It has taken five years but Greece has finally approved European Goldfields‘ (EGU-T, EGU-L) environmental impact study on its Greek assets.
“We consider this to be the single most important positive catalyst for European Goldfields and its share price since the company’s formation,” Dominic O’Kane, a mining analyst at London’s Liberum Capital, wrote in a research note to clients.
“The environmental impact study was originally submitted in 2006 and the approval time reflects the exhaustive review process by the Greek authorities to confirm the Olympias, Skouries and Stratoni projects will comply with Greek and European Union environmental standards.”
Shares of European Goldfields closed up 8.53% at £8.81 apiece in London. In mid-day trading in Toronto the company’s shares were up $1.22 or 9.9% at $13.53 with 1.9 million shares changing hands.
O’Kane noted he believes European Goldfields will initially trade to £10.00 per share but expects the company to trade towards 1.5 times NAV or £12.63 per share as it nears production.
“There is a likelihood of high liquidity in the coming trading days as event-driven hedge funds may use this positive news to take profits,” O’Kane wrote. “However with a credible path now cleared for the shares to more than double before first gold production in 1Q 2012, we reiterate our buy recommendation…we have long argued that an EU-based gold mining company should attract a premium rating on account of lower sovereign risk-with permitting complete we now expect this premium to be realised.”
The approval from the Ministry of Environment Energy and Climate gives European Goldfields the green light to continue operations at the Mavres Petres deposit at its operating Stratoni mine and move ahead with the next stages of its Olympias project, including mining and processing ore and the metallurgical treatment of the concentrate.

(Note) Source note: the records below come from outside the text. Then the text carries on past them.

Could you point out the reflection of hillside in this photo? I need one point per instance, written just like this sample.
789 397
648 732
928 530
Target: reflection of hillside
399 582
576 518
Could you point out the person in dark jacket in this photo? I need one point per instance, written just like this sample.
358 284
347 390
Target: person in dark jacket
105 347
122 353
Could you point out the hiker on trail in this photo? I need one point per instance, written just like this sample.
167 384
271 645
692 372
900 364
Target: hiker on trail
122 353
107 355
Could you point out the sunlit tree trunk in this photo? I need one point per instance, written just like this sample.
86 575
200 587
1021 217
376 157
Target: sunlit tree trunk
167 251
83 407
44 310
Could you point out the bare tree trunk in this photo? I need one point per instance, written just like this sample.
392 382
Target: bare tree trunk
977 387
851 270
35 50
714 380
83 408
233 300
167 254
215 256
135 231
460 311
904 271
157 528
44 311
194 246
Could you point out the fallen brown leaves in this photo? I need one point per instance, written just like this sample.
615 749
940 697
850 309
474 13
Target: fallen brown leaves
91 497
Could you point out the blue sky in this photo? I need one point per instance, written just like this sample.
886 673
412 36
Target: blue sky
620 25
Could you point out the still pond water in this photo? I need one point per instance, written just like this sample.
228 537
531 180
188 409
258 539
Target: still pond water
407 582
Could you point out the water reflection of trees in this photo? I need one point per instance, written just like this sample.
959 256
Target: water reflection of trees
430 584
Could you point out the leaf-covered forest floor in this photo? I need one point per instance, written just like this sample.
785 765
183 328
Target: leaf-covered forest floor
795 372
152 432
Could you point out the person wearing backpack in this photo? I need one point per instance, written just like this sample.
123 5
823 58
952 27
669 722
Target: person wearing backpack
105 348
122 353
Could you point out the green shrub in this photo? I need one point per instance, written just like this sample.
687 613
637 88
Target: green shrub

It also grants permission to European Goldfields to develop mining and processing at its Skouries project, and expand the port facilities at Stratoni to service all of its projects.
The Stratoni mine is about 4 km from the coastal town of Stratoni in northern Greece. The mine has well-defined mineral reserves and the company believes it has exciting exploration upside. About 20 million tonnes of ore has been mined at Stratoni historically, at grades of 16-22% lead and zinc, and 200 grams silver per tonne. Underground production resumed in the fourth quarter of 2005 and production is currently running at about 950 tonnes per day.
The Olympias project consists of a polymetallic massive sulphide deposit 8 km north of the Stratoni mine. The company has been selling gold concentrates from an existing stockpile on the property and plans to resume underground mining there. The Skouries project is about 35 km by road from the Stratoni port and is a typical gold-copper porphyry deposit that forms a near-vertical pipe.
Paul Burchell, a mining analyst at Dundee Capital Markets in Toronto, who has a 12-month target price on the stock of $17 per share, wrote in a research note to clients that the positive decision on permits could put the company “in play.”
He also noted that the last resource/reserve estimates on Olympias and Skouries were based on long-term gold price assumptions of US$650 per oz. and US$450 per oz. respectively, but that the company had confirmed that it is going to publish new estimates using US$1,000 per oz. gold in the next few weeks.
“We expect the new estimates to indicate increased tonnage and contained ounces at both projects, while likely lowering the average grades,” he wrote. “We are forecasting production ramp up at Skouries in 2014 and at Olympias in 2015. Both projects have very long reserve lives with the existing resource/reserve estimate. The Olympias and Skouries development projects represent over 65% of our $18.49 NAV estimate.”